What solar batteries, you moron!—I almost groaned out loud, right there in the street, seeing, as clear as on a graph, the remaining trajectory of my motion: lower and lower, down into the deep-water murk, with a thin line of tiny bubbles, into despair, the hopeless peddling-piddling of whatever came my way (I’d already sold two of Grandpa’s cigarette cases and eaten through the get). Everything inside me rebelled, every little cell squealed, “No!” And my entire fucking unique cognitive apparatus that had been hitched to the thermionic generator hammered feverishly, revving out of inertia, and dragged me in the opposite direction—up, clinging to every alternative I hadn’t bothered to consider before. I called my cigarette-case guys that same night.
I didn’t slam any doors as Lolly did. I, when you think about it, didn’t quit anything abruptly, the smartass that I am—like all Galicians, Igor would say (he’s one of those who’d binged on the Brothers Gadiukin band in their day and came to believe, once and forever, that Galicians constitute a special breed of people). Officially, I can always go back; officially I’m still a PhD candidate in the Semiconductors Department. Weekend scientist, that’s me. People think you can do that. That it’s like an office manager’s job: you come in, turn on your computer, work however long, shut it all down, and walk away—free as a bird. Some clients, when they learn I’m a scientist, and a techie to boot, look at me with new respect: that’s an extra layer of cool. Shit that’s cool. In moments like that, I feel like a male prostitute who’s killed his patron and is now peddling her things. No one except me knows that I had to bury a part of myself—forever; that’s it, lights out, it’s all gone. That I live with my own corpse. As do all my peers, actually, only for some of them it’s worse. For most of them, to be precise.
I took Sashko Krasnokutsky, who lunged at me out of the darkness and then fell back into it, to be a fortuitous—that’s how selfish I am!—sign from Providence. A visual aid illustrating what it was that horrified me that day on Shevchenko Boulevard—and that I did well getting horrified. Sashko’s arc led down, mine—exponentially, up: E to the nth degree. That’s how it seemed to me then.

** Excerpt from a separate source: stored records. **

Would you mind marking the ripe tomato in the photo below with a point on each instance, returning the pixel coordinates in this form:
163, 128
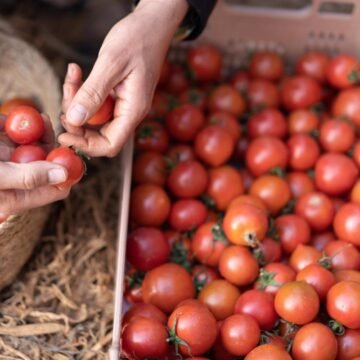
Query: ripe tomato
28, 153
313, 64
300, 183
304, 152
292, 230
238, 266
266, 153
166, 286
144, 338
343, 71
347, 223
318, 277
194, 325
266, 65
151, 136
343, 255
227, 121
343, 303
259, 305
267, 122
300, 92
149, 205
314, 341
149, 167
239, 334
220, 297
188, 179
263, 94
184, 122
67, 158
268, 352
187, 214
297, 302
335, 174
272, 190
209, 243
273, 276
205, 62
317, 209
214, 145
225, 183
104, 114
226, 98
24, 125
245, 225
147, 248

For a while, it even soothed the constantly stinging pain of dull dissatisfaction with myself. I recognized this pain in others, too, especially from the way people drank, the way they celebrated a contract, the way they worked so hard to prove to themselves that “life is good” that they ended up face down in their salads. Hell no, I told myself: two cognacs or three glasses of dry wine, and not a drop more. Plus the swimming pool, plus the gym. I was always bright-eyed and bushy-tailed at the time—a big cheese, like that heron among the birds. The only thing I missed—my dreams: I didn’t remember them anymore. Nothing to do with alcohol—just, a part of me went cold like an unused room in a house.
And unused rooms, as is only to be expected, are where ghosts move in.
&nbs
p; “Adrian Ambrozich, yu hev a meetin et haf past faiv.”

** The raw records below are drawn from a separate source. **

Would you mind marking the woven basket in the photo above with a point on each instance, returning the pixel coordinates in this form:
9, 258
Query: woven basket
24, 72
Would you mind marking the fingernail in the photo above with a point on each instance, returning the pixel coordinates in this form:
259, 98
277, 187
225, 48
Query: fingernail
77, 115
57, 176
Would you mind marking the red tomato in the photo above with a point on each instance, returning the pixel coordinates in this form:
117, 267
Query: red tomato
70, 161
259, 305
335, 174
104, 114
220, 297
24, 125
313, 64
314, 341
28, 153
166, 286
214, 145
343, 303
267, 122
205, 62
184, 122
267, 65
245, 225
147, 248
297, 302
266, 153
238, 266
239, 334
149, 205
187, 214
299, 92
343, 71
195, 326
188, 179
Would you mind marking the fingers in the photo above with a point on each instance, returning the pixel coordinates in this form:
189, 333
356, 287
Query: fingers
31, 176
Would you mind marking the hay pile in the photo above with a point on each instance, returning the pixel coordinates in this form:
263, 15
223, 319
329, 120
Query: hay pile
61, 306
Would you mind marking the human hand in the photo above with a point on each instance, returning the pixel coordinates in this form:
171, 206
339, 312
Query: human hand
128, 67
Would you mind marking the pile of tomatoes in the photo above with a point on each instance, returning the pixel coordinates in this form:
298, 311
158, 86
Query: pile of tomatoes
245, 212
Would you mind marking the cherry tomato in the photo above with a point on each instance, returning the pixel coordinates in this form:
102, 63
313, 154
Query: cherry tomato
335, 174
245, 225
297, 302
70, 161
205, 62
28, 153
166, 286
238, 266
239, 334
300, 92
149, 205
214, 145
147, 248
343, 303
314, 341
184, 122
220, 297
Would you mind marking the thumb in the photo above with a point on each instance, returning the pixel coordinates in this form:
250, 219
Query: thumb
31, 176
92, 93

Yulichka emerges at the door, barely covered below the navel by her new maxi-belt. Where’d she get the idea that she’s got legs fit to be peeled to the root like that?
Out, you moron!—I barely keep from barking, but the pure love of truth keeps my mouth shut: my secretary is no moron. Instead, I do something I’d never in a million years expect from myself: I get up, go right up to her (her perfume’s rather nice), bend down, and run my hand over the entire length of her satiny-black-hosed, calvary-bowed thighs—she could press them together and you’d still fit your head between her knees—bottom up, all the way, to her crack, to her very pubic bone sheathed in her micro-skirt, and squeeze it so hard that my brave Yulichka hisses. Hisses but doesn’t give in, what a trooper, take one for the team. That’s what I thought—a G-string. And it doesn’t cut in?